Before Marcia could ask what ugly circumstance, our present ugly circumstance pressed in on us. We heard one of the hijackers clearing his throat over the loudspeaker system. Everyone in the cabin tensed. Would it be another of his political speeches, another tirade against oppressors? Perhaps it would be better to be blown up here and now than hear one of those speeches. No. I valued my life. I listened.

“You’ll be glad to hear that the plane is about to descend,” the hijacker said. “When we land, we’ll be met with food and comfort. Do not attempt to leave the plane until Ché and Ben make arrangements. I’ll let you know when that will be.”

They had called each other by first names only from the beginning of the hijacking.

“I hope Ché and Ben are greeted with a swift kick in the pants,” I said to Marcia.

“You don’t mean that.” She looked shocked. “I mean, not only for their sakes but for ours.”

She would have put that in reverse eight hours earlier but now she was clearly rooting for them and I was reminded of the studies done about the airline passengers in Mindanao in the Philippines, who shielded their hijackers from police trying to rescue the hijackers.

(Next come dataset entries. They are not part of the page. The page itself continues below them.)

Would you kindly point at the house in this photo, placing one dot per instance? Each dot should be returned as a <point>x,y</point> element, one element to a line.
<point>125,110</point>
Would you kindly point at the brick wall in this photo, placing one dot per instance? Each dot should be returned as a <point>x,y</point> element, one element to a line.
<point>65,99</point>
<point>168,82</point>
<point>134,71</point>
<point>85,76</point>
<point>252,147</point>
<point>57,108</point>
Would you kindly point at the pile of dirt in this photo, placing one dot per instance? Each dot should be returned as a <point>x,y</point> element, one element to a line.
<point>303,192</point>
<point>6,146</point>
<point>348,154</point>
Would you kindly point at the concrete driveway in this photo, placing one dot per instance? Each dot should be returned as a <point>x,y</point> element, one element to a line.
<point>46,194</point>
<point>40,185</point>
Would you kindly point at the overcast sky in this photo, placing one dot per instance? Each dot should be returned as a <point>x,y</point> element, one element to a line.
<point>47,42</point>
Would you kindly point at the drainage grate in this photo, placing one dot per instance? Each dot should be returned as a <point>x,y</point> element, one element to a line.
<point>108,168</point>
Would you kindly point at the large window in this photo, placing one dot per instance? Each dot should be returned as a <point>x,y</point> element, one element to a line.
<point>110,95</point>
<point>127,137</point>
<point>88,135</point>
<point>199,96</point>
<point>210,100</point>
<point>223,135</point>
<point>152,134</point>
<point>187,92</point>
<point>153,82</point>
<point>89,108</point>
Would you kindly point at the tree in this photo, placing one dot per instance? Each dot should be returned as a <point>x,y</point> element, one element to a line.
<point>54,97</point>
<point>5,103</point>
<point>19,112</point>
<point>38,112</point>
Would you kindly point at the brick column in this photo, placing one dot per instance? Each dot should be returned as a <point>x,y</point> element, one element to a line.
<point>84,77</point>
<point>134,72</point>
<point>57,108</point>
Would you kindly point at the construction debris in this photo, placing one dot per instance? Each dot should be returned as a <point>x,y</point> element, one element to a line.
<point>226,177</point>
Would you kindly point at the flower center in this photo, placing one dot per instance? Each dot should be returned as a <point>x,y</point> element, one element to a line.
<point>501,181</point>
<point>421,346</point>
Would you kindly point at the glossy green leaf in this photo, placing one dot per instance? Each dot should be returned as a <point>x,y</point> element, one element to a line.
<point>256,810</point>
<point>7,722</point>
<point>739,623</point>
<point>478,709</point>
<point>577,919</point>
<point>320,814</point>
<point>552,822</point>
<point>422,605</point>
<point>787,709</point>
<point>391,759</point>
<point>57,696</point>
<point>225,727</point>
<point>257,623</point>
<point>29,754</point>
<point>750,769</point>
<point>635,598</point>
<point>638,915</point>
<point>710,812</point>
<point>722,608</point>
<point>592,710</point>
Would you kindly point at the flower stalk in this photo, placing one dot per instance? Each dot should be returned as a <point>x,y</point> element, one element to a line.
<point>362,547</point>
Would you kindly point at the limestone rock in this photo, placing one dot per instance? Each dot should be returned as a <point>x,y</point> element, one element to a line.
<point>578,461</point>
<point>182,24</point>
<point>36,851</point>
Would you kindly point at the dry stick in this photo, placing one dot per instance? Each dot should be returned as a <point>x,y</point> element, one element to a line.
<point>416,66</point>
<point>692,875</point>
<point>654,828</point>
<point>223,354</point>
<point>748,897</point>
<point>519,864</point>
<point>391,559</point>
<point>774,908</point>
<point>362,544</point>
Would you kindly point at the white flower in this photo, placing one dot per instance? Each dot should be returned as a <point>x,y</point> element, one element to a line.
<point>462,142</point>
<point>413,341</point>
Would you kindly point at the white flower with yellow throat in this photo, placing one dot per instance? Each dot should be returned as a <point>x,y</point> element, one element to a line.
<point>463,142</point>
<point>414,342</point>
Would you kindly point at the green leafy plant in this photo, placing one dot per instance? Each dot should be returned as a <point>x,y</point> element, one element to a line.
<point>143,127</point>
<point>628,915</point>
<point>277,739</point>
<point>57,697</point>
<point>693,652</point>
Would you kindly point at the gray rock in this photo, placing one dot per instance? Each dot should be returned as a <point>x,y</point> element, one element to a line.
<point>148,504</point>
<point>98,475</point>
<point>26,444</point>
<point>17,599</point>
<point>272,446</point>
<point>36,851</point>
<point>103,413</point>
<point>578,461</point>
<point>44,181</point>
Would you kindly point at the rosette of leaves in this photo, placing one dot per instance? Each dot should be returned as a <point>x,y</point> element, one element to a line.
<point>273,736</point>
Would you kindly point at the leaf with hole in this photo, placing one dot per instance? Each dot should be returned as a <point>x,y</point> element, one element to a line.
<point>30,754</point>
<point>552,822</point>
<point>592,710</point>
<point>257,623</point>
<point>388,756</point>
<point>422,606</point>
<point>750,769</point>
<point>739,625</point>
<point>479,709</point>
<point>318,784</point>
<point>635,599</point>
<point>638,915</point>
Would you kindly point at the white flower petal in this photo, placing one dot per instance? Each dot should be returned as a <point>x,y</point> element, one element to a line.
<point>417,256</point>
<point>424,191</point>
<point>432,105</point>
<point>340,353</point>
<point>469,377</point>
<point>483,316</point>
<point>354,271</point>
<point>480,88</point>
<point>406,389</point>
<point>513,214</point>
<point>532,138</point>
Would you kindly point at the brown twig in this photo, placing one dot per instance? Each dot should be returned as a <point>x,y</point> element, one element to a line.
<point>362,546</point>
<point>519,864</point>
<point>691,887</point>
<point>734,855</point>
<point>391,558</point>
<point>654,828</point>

The wheels of the plane touched the ground and a collective sigh went up from the passengers. Our droopy-mustached hijacker, the one Marcia thought so humanitarian and idealistic, came out of the pilot’s cabin and stood with his back to it, facing us, gun trained in the general direction of the passengers. Marcia was smiling gently, almost maternally, at him.

I looked out the window.

“What do you see?” Marcia asked, straining to peer over my shoulder.

“A couple of negotiators, I hope.”

Two unarmed men dressed in business suits were approaching the plane across the spotlighted field. My shoulder was blocking Marcia’s view and I was about to pull back in my chair to let her have a chance to see when something caught my attention, a feeling of movement rather than movement itself somewhere on the ground, in the dark, past the nose of the plane.

Then I saw him, a man crouched and coining forward — no, several men — coming out of the darkness. I prayed that the hijackers hadn’t seen them. But, of course, logic told me, they hadn’t. I could account for all four of them. Our idealist was standing right in front of us, Ché and Ben were standing at their open door somewhere in second class, getting ready to receive the two negotiators. The fourth hijacker had to be standing with a gun trained on the coach class passengers.

The only people who could have seen the stealthy movements were the pilot up in front and I. It would be our secret. I kept my shoulder in front of the window, continuing to hog the view. Let Marcia think I was rude and selfish in my excitement.